Established in 1962, Camrosa Water District encompasses an area of about 31 square miles in the southern portion of Ventura County, California. The district serves more than 35,000 residents, more than 3,000 acres of agriculture, and a host of business and light industry. District staff manage three distribution systems: potable water, nonpotable water, and a sewer collection system.
Camrosa Water District staff operated with disjointed workflows that were cumbersome, antiquated, and inefficient. Additionally, there was no unified method to track progress and pass critical data in and out of the field. This led to data fragmentation, communication breakdown, and a very reactive posture. The district needed to identify a way to solve these problems. The overall goal was to become proactive and take back control of its assets.
Bottom line—Implementing ArcGIS has revolutionized how we do operations! In the first year alone, we were able to complete 50 percent more work with almost no additional investment. We now have the tools to accurately plan, track, and assess operations in real time, and this translates into real dollars saved.
Eric Garcia—Camrosa Manager of Operations
The geographic information system (GIS) team led the development of five different mobile apps utilizing Esri's ArcGIS Online out-the-box capabilities (e.g., Collector for ArcGIS). This was accomplished with lightning speed as design, development, and implementation took only a few weeks. These apps were then later consolidated into a single seamless field-friendly app. Built on top of Esri architecture, this app acted as the primary user interface between field operators and GIS databases. Because so many other databases could be tied into the GIS, this methodology gave unprecedented real-time access to previously unavailable data in the field. In addition to the obvious location information, operators now had the ability to retrieve asset maintenance history and, perhaps more importantly, as-built blueprints from the engineering department. The success also worked conversely, as now operators had the ability to capture and push critical maintenance information from the field into local databases. In addition to improved record keeping capabilities, management had an appropriate tool to track progress and better plan resource allocation.
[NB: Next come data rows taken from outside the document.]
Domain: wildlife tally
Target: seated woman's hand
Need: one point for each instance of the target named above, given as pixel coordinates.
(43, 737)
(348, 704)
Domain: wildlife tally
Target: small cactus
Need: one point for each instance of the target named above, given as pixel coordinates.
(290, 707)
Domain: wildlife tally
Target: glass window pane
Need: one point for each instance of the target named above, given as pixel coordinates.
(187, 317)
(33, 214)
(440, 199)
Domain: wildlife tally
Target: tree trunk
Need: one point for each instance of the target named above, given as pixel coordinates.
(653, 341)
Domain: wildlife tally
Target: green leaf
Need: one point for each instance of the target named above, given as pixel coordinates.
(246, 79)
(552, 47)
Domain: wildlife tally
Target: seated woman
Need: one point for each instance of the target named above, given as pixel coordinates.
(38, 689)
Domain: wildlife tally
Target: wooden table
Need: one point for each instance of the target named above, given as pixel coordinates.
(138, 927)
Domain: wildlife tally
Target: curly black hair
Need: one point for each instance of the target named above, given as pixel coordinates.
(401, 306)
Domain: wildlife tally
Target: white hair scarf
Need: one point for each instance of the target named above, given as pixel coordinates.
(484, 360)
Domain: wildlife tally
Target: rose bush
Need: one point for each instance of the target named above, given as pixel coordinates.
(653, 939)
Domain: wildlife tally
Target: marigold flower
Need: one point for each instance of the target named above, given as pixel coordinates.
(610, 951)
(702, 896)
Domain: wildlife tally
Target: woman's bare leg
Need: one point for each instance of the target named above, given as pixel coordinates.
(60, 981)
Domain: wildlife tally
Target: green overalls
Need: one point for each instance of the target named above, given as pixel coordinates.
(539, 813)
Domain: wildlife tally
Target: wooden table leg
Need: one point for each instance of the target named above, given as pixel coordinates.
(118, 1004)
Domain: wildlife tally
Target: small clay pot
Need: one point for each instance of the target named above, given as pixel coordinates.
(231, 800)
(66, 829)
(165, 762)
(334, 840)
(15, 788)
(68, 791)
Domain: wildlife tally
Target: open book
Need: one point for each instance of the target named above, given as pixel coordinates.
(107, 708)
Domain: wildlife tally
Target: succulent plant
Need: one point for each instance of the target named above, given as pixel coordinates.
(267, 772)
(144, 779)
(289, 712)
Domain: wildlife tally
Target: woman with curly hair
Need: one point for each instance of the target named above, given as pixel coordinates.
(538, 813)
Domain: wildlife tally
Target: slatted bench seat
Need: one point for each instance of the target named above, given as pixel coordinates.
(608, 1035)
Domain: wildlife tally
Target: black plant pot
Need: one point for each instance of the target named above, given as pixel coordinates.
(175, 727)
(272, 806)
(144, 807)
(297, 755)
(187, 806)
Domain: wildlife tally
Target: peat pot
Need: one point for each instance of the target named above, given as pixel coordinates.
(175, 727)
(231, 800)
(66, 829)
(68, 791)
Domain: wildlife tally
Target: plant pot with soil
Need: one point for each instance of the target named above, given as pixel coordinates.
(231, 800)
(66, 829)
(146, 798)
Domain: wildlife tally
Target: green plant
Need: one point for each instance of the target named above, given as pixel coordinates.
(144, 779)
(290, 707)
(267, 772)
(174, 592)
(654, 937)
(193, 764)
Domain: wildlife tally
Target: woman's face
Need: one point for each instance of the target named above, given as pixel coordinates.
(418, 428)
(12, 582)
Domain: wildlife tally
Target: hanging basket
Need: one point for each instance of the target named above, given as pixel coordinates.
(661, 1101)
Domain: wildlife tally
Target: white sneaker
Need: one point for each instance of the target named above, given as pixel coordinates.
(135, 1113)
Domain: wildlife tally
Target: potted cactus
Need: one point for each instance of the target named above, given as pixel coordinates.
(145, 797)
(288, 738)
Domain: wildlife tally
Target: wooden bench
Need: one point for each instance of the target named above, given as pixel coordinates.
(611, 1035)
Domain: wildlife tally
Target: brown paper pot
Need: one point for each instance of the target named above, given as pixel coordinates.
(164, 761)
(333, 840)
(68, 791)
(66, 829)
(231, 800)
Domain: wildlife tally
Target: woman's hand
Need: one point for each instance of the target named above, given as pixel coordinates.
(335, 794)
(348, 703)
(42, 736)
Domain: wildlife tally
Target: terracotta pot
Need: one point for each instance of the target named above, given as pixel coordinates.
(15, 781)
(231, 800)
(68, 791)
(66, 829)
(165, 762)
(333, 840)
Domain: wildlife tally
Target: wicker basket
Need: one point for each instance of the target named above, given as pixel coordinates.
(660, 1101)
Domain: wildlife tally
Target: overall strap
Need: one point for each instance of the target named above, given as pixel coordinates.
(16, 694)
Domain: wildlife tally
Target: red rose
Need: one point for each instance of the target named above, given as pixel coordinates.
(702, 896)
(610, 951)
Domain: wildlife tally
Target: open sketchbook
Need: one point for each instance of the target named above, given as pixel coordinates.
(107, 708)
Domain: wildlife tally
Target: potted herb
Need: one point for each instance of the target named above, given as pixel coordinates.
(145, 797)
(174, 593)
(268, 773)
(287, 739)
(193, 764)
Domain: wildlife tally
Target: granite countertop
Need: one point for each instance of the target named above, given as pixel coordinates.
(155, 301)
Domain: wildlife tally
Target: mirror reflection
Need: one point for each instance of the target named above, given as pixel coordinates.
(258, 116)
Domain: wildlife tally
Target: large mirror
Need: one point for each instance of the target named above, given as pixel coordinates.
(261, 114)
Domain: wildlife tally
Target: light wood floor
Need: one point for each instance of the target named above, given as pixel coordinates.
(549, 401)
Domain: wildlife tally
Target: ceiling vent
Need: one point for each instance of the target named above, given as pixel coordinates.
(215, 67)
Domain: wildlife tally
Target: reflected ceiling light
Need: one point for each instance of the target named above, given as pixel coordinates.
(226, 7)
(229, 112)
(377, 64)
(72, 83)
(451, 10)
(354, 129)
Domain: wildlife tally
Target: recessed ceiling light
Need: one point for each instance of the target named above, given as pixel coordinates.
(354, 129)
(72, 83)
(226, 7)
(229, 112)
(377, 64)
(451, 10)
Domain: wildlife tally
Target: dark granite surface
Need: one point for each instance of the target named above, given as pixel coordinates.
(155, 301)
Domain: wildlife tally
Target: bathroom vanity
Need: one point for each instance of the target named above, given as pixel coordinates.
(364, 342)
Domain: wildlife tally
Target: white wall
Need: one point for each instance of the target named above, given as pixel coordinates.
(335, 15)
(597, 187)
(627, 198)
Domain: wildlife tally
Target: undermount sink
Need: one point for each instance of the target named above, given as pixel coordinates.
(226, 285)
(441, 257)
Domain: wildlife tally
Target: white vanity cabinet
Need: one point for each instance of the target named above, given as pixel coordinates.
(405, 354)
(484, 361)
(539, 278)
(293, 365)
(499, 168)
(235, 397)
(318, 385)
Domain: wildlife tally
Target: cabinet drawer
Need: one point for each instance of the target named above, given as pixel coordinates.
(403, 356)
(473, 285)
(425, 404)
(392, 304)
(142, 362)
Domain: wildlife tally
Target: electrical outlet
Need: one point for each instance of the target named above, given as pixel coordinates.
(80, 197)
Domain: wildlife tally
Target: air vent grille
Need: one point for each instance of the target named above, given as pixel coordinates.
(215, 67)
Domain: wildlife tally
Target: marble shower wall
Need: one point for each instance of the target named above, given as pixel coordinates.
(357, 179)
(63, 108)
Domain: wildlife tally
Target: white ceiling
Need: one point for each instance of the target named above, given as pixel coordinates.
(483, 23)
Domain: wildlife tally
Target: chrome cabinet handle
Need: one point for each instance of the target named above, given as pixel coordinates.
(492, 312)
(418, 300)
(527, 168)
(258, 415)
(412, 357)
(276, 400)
Implementation of GIS-based solutions proved to be the key tool that led to several improvements across the organization including putting real-time data in the field, improved record keeping, improved communication between field and office staff, key performance indicator (KPI) tracking, and the ability to quickly assess results. In the end, workflow was drastically improved and asset management enhanced. This, in turn, allowed the creation and execution of a robust preventive maintenance plan that saved time and money—in short, the district became much more efficient. How much more efficient? It was concluded that 8 percent of the budget was saved, and 50 percent more work orders were completed!